The interim government is facing pressure to create jobs and raise wages and subsidies. But government spending power is limited after a drop in foreign investment and tourism revenues. Egypt's fiscal deficit is expected to swell from about 8 per cent to double-digits this year, said Standard & Poor's ratings agency.
Dr Ahmed said Egypt had yet to ask the IMF formally for funding.
"For us it's a two-part package as there's the financing but there's also the policies we are supporting," he said.
"We want that package to be home-grown and something the Egyptian authorities [can] develop with external stakeholders … to ensure its success."
Other cash-strapped oil importers beset by recent troubles are struggling to help their citizens cope with rising commodity prices.
Higher spending on subsidies and other fiscal incentives were offsetting the impact of recent unrest on economic growth in oil-importing nations, said Dr Ahmed.
But the higher expenditure carried risks, he warned.
"In many countries the fiscal packages will strain budgets to the point that they will need external help to see them through the financing of costs this year without imposing a big strain on government budgets or borrowing so much from the domestic market that they crowd out the private sector," said Dr Ahmed.
No other governments had yet held talks with the IMF about financial aid, he said. In addition to the IMF, other possible sources of external funding included GCC states and long-term development funds from the World Bank, he said. The $35bn was calculated based on the size of oil importers' quotas with the IMF, he said.

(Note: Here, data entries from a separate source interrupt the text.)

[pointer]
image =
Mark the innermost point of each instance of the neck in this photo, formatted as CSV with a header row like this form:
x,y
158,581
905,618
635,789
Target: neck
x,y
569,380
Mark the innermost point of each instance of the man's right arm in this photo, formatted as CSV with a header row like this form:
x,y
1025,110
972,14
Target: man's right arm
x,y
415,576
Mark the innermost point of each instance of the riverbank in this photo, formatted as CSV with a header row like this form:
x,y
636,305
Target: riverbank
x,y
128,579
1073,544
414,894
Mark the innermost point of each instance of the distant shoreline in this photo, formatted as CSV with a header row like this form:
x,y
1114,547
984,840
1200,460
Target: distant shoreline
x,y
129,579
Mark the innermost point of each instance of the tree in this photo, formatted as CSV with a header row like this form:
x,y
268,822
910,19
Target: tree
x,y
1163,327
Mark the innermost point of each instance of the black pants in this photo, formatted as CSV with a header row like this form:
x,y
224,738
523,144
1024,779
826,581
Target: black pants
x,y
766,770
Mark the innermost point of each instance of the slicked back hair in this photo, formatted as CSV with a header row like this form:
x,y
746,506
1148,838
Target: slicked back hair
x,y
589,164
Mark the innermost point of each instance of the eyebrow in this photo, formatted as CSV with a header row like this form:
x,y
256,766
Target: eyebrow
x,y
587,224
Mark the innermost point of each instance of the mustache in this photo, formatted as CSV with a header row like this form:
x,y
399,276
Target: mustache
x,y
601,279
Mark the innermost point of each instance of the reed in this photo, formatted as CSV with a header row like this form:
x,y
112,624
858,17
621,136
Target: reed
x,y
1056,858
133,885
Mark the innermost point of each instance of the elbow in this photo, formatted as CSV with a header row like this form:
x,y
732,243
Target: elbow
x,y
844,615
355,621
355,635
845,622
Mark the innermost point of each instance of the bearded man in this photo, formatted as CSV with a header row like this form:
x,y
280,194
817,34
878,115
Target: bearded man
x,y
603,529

"The $35bn is part of a process that meets their initial finance needs, their transitions and modernising their approaches," he said.
Regional governments have for years been urged by the IMF to do away with subsidies, which account for about 8 per cent of overall GDP in the Middle East and North Africa. Instead, it argues, more targeted social safety nets are required to help those worst off. But expecting the withdrawal of subsidies in the short-term was unrealistic, said Dr Ahmed.
"Over the coming year, increased social spending is necessary for social cohesion," he said.